As Richard approached, the scout pushed off from the car and extended his hand.

"Richard," he said. His voice was calm, professional, his grip firm when Richard took it. "Welcome to Belgium."

Richard nodded, trying to keep his cool even as something in his chest tightened—not with nerves, but with the weight of the moment finally catching up to him. "Thanks."

"I'm Elias." The scout nodded toward the car, already turning to open the door. "Let's get you settled in."

---

The city moved past the window in a steady flow of buildings and streets and people going about lives that had no relation to the one Richard had left behind. Elias drove with the ease of someone who knew every turn, one hand on the wheel, the other occasionally gesturing toward points of interest as they passed.

He pointed out the training grounds first—a sprawling complex of neatly maintained pitches visible behind a tall fence, the grass so green it looked almost artificial in the afternoon light. Then the stadiums, their curved roofs rising above the surrounding buildings, the names unfamiliar but the weight of them immediate. Places where things happened, where careers were made or ended, where crowds gathered to watch and judge and demand. Elias pointed out a few other landmarks—a shopping district, a transport hub, a street lined with cafés where players sometimes went after matches—all of it delivered in the same measured tone, as if he were handing Richard a map and waiting for him to learn it.

"This isn't Nigeria," Elias said eventually, his voice blunt but not unkind. He kept his eyes on the road as he spoke. "The football here is structured. Intense. You'll need to adapt fast."

Richard smirked, the expression coming naturally even as he felt the weight of the words settle into him. "I like challenges."

Elias glanced at him—a quick, assessing look—and then nodded once. "Good."

They drove in silence for a few more minutes, the city thinning out slightly as they moved toward the outskirts.
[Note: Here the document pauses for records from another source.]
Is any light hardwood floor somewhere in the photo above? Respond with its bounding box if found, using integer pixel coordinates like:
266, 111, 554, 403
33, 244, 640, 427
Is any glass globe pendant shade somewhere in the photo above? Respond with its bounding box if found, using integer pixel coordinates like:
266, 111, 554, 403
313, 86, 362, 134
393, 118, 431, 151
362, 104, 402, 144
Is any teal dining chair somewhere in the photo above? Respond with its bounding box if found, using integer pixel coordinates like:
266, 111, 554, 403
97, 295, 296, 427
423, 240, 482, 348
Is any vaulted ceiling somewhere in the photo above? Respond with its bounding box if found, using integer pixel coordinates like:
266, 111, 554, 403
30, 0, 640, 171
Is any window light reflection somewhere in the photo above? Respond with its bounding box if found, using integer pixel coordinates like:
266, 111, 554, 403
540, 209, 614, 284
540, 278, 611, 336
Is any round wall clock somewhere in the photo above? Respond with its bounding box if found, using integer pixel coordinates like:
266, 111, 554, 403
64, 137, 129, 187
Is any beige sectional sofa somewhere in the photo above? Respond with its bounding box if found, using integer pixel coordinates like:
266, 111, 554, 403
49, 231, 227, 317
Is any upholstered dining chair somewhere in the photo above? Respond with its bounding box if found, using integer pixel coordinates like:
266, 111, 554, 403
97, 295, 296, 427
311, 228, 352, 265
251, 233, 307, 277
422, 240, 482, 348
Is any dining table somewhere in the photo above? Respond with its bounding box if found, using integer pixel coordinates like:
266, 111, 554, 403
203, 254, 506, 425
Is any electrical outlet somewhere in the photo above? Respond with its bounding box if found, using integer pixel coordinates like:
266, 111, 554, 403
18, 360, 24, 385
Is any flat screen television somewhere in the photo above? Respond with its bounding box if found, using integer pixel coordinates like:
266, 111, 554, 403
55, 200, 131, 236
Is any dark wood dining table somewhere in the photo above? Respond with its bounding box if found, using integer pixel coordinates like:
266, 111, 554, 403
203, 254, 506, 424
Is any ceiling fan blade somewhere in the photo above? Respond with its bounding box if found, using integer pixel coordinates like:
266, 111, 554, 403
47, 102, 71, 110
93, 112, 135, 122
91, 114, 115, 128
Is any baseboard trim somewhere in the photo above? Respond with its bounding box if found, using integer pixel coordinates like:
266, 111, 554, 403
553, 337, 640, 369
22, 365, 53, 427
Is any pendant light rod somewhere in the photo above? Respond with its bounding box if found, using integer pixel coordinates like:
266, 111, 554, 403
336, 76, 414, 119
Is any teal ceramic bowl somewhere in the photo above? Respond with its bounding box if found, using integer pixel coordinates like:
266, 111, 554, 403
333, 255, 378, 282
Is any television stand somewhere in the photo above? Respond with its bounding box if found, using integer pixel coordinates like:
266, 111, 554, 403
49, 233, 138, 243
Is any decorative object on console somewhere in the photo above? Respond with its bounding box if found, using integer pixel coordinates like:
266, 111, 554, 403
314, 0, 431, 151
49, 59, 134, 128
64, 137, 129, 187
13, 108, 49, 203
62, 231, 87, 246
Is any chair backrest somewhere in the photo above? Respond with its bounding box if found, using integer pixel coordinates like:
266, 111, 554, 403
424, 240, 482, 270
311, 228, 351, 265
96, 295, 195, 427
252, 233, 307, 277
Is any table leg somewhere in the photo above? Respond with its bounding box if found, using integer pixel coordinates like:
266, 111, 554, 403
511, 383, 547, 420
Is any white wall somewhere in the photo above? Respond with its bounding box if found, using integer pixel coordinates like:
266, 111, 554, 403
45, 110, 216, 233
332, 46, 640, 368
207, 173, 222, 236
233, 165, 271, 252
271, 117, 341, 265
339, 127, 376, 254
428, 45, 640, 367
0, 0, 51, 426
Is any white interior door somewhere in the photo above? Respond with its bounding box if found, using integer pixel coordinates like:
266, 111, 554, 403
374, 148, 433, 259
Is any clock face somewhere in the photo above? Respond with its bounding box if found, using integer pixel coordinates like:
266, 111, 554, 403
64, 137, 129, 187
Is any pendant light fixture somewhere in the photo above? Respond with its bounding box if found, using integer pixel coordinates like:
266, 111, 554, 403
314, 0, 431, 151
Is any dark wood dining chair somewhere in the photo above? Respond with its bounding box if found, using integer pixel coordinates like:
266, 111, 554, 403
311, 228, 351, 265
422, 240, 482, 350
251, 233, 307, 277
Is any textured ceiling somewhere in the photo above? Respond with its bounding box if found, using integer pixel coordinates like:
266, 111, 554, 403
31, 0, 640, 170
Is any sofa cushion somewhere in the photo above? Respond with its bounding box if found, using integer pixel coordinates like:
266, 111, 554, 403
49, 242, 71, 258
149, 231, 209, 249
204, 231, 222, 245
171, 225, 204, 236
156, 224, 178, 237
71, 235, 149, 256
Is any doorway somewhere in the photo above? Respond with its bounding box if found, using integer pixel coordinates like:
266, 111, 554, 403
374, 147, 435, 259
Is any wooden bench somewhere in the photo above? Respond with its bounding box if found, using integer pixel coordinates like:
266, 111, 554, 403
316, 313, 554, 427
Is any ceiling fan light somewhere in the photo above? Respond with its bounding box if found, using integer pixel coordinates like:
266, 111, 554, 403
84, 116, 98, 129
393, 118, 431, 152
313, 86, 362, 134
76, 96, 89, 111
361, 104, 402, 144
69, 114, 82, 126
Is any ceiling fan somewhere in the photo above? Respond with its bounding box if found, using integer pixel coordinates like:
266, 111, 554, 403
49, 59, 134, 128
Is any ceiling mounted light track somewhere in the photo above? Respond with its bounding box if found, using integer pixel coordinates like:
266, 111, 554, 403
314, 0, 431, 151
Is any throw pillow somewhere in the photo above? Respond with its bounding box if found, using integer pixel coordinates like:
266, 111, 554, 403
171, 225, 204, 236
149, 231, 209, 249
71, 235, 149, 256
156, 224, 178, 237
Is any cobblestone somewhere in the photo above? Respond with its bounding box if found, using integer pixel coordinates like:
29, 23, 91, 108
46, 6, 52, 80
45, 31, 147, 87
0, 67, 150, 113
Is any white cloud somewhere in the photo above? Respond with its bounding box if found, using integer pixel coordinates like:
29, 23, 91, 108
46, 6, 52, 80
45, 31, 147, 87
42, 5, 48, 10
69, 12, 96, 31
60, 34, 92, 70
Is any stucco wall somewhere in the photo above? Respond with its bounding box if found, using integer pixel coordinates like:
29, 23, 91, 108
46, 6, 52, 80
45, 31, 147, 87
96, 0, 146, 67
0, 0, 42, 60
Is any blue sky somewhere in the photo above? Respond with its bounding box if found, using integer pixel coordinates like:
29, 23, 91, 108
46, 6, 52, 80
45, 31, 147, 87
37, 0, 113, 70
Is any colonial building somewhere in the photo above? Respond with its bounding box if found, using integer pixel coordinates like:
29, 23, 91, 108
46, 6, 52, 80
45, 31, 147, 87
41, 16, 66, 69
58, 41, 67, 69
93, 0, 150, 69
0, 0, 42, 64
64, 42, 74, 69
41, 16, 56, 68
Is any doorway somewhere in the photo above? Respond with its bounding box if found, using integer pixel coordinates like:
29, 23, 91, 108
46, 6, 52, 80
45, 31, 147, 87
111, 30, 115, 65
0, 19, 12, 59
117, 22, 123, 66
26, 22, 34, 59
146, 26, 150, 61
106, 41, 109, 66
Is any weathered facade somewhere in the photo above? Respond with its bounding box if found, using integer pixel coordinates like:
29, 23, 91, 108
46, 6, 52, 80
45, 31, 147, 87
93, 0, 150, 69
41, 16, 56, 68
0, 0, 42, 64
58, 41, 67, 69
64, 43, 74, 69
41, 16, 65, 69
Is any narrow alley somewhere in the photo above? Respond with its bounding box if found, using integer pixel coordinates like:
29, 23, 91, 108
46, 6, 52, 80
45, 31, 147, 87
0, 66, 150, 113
Then Elias signaled and pulled up in front of a modern apartment complex. The building was clean, its lines sharp, a row of windows catching the late afternoon light. It was the kind of place that would have looked expensive in Lagos but seemed ordinary here, just another building in a city full of them.

"This is where you'll be staying," Elias said, turning off the engine. He unbuckled his seatbelt and turned to face Richard. "With a fan of the club."

Richard raised an eyebrow. He had expected a room in a shared house, maybe a dormitory near the training ground. "A fan?"

Elias chuckled, a low sound that suggested he understood Richard's surprise. "Not just any fan. You'll see."

---

The door swung open before Richard could knock, the sound of it sudden in the quiet hallway.

"Brooo!"

A blond-haired guy around Richard's age stood in the doorway, his grin wide enough to split his face. He was wearing a Beerschot jersey, the fabric faded in a way that suggested it had been worn many times before, and his enthusiasm was so immediate, so unselfconscious, that Richard found himself momentarily unsure how to respond.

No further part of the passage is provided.